Patients with different types of inflammatory arthritis exhibited varying predisposing factors, joint inflammation, concomitant diseases, and medication choices, highlighting the importance of individualized approaches in the clinic. Key Points • 2,693 patients classified and diagnosed with inflammatory arthritis were recruited in this study from 16 Grade-A tertiary hospitals in China between August 2021 and April 2022. • This study analyzed and compared the proportion of patients with different types of arthritis in routine clinical practice in China. • Joint inflammation, comorbidities, and medication choices were assessed among patients with the most common types of arthritis in this study. • This study also provided some epidemiologically relevant information about inflammatory arthritis patients in China.
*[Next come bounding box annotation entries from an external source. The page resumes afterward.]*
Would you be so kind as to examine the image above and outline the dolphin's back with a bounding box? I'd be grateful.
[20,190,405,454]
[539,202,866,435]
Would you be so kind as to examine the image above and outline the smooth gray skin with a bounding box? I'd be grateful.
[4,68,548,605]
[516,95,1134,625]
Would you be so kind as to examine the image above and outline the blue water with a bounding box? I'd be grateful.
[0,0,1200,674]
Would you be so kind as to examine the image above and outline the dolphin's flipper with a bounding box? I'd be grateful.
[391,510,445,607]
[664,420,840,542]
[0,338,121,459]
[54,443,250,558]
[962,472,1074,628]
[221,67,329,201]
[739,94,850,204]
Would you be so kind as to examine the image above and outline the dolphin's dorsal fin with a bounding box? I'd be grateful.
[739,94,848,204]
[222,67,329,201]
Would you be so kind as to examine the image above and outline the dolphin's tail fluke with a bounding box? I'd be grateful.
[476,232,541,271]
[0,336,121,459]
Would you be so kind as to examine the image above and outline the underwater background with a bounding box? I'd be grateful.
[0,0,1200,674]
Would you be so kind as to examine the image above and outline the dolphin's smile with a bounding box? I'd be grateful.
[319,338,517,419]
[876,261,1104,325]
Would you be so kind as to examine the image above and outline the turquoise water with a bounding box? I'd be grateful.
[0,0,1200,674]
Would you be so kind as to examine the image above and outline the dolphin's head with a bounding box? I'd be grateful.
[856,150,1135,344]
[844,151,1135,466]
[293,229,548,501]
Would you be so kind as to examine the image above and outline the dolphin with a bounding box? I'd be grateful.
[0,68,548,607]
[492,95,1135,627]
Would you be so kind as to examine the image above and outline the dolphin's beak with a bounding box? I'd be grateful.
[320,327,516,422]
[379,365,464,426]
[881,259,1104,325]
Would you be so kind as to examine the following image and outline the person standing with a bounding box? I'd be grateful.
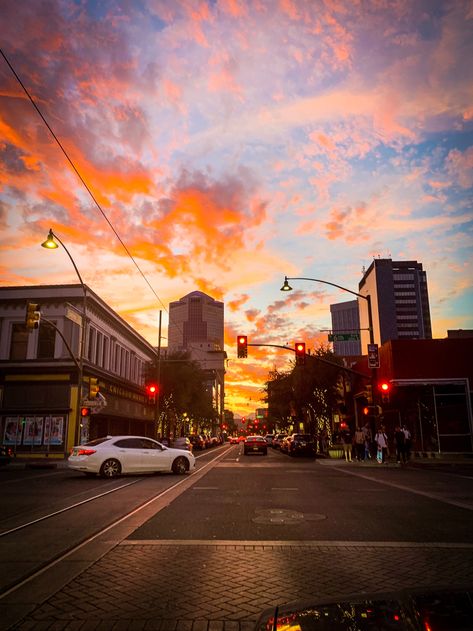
[394,425,406,464]
[355,427,365,462]
[362,423,373,460]
[374,425,388,464]
[402,425,412,462]
[340,429,353,462]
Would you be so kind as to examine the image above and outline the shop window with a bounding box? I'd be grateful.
[10,322,29,359]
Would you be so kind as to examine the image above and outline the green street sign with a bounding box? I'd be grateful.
[328,333,360,342]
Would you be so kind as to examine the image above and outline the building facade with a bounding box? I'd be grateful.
[0,285,156,457]
[330,300,361,357]
[168,291,226,422]
[358,259,432,354]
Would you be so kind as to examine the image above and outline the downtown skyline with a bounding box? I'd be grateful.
[0,0,473,415]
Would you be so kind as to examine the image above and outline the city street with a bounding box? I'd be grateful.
[0,445,473,631]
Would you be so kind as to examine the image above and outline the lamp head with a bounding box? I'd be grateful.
[41,228,59,250]
[281,276,292,291]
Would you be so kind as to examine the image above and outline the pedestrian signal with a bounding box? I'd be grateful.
[89,377,100,401]
[146,383,158,403]
[237,335,248,359]
[296,342,305,366]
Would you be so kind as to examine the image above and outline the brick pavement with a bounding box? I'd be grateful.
[7,540,473,631]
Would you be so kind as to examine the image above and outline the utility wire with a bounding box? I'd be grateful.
[0,48,168,313]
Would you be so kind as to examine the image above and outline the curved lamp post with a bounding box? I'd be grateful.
[281,276,374,344]
[41,228,87,445]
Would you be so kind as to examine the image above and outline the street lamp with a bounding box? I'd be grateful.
[41,228,87,445]
[281,276,374,344]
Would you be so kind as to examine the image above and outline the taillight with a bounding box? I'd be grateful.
[76,449,96,456]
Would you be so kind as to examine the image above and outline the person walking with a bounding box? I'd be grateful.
[374,425,388,464]
[394,425,406,464]
[402,425,412,462]
[362,423,373,460]
[355,427,365,462]
[340,429,353,462]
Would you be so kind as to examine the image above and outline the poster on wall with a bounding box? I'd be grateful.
[44,416,64,445]
[3,416,21,445]
[23,416,43,445]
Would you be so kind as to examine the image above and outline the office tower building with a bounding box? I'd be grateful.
[358,259,432,354]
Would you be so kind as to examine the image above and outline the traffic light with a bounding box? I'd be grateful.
[296,342,305,366]
[89,377,100,401]
[237,335,248,358]
[378,381,391,403]
[363,405,382,416]
[26,302,41,331]
[146,383,158,403]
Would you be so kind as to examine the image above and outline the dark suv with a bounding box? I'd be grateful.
[288,434,315,456]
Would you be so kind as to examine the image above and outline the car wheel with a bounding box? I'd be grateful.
[172,456,189,475]
[100,458,122,478]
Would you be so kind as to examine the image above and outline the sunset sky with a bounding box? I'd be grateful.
[0,0,473,414]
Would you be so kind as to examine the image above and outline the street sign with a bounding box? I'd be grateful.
[368,344,379,368]
[328,333,360,342]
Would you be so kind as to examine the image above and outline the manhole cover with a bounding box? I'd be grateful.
[252,508,304,525]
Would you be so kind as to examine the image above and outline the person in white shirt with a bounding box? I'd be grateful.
[374,425,388,464]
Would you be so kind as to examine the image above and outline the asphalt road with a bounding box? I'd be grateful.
[0,446,473,631]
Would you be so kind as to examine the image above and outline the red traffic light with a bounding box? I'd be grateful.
[296,342,305,366]
[237,335,248,358]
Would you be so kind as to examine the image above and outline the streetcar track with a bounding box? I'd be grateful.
[0,450,227,600]
[0,444,225,538]
[0,480,141,537]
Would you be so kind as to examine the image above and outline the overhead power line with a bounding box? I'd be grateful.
[0,48,167,313]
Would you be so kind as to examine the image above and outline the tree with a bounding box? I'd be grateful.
[150,352,216,436]
[265,345,343,446]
本研究旨在分析和比较不同类型炎症性关节炎患者的比例,并调查在中国日常临床实践中这些患者的临床特征,包括症状和体征、药物选择及疾病活动情况。
2021年8月至2022年4月期间,从16家三级甲等医院招募炎症性关节炎患者。收集患者的医疗资料,包括社会人口统计学特征、临床和实验室数据。
本研究纳入了2693例关节炎患者,其中类风湿关节炎(RA)占比最高(50.50%)。不同类型炎症性关节炎患者在年龄、性别、体重指数(BMI)、病程、吸烟及家族史方面存在显著差异。身体活动和寒冷暴露被确定为RA、银屑病关节炎(PsA)、骨关节炎(OA)和强直性脊柱炎(AS)的主要诱发因素,而饮酒是痛风最常见的诱发因素。高血压和高脂血症是RA、OA和AS的主要合并症,而高尿酸血症和高血压主要与痛风相关,银屑病和糖尿病是PsA最常见的合并症。PsA、RA、OA和痛风主要累及外周关节,而AS主要累及中轴关节。甲氨蝶呤和来氟米特是RA的主要治疗药物,而生物制剂常用于PsA和AS的治疗。OA和痛风患者主要使用非甾体抗炎药(NSAIDs)。
不同类型炎症性关节炎患者表现出不同的诱发因素、关节炎症、合并症及药物选择,凸显了临床上个体化治疗方法的重要性。要点 • 本研究于2021年8月至2022年4月期间,从中国16家三级甲等医院招募了2693例经分类诊断的炎症性关节炎患者。 • 本研究分析并比较了中国常规临床实践中不同类型关节炎患者的比例。 • 本研究评估了最常见类型关节炎患者的关节炎症、合并症及药物选择。 • 本研究还提供了一些与中国炎症性关节炎患者相关的流行病学信息。